Boomerang inspiration for the DeLorean

Riley Riley

Everyone knows what a boomerang is, right?

But I bet you didn’t know there was a car called the Boomerang, the Maserati Boomerang in fact — a one-off supercar from the 1970s.

Designed by Giorgetto Giugiaro and produced by the team at Italdesign, the Boomerang was introduced at the 1971 Turin motor show.

But it wasn’t until the following year that Maserati bowed to pressure and actually built a ‘runner’, the term used for a fully-working version — and only one was ever built.

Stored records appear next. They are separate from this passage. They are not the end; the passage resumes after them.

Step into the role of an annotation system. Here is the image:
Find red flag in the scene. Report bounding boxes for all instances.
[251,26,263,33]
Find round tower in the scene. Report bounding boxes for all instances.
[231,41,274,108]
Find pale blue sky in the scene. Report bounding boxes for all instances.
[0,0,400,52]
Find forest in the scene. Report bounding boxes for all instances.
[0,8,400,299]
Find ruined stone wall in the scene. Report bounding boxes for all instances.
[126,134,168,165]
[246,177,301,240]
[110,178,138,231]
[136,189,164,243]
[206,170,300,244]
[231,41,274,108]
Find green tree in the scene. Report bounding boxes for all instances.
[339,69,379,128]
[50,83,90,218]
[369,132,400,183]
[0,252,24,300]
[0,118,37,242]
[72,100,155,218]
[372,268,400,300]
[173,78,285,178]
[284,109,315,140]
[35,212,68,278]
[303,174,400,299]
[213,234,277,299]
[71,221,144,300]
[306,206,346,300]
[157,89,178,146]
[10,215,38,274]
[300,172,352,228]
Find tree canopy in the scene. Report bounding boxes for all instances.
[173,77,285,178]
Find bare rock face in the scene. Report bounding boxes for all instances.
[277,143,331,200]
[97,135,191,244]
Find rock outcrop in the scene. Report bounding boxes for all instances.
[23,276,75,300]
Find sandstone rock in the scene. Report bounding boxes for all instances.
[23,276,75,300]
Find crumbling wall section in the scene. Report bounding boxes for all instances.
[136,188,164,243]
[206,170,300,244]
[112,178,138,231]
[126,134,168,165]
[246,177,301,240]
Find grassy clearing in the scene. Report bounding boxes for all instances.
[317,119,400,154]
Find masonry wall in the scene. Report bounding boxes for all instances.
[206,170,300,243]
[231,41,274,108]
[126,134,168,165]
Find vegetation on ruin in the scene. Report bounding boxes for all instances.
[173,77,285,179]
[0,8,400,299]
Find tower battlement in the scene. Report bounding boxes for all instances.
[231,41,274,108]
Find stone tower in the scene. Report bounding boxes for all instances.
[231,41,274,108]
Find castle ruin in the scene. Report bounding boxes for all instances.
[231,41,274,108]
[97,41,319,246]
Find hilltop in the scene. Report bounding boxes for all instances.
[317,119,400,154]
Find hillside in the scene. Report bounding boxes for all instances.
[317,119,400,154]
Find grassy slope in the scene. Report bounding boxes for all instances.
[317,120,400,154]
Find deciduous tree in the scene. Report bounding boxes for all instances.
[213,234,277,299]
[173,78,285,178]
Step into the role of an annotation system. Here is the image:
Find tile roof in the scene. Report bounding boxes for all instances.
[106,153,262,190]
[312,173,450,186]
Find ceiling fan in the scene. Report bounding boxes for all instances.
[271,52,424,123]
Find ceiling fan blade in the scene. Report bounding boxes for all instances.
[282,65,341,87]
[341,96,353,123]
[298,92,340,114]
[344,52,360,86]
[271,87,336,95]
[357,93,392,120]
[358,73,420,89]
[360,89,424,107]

Boomerang’s ground-breaking wedge-design was so far ahead of everything else back then that it still looks fabulous 50 years later.

Italdesign borrowed the chassis and complete mechanics from the Maserati Bora as a platform for the car, with a centre-mounted, 4.7-litre DOHC V8.

It pushed out 231kW of power and 460Nm of torque, and had a top speed of almost 300 km/h.

Drive was to the rear wheels through a five-speed gearbox.

Sadly, the two-seater sports coupé never made it into production.

It was however the inspiration for many cars to come, including the famous DeLorean from the movie Back to the Future.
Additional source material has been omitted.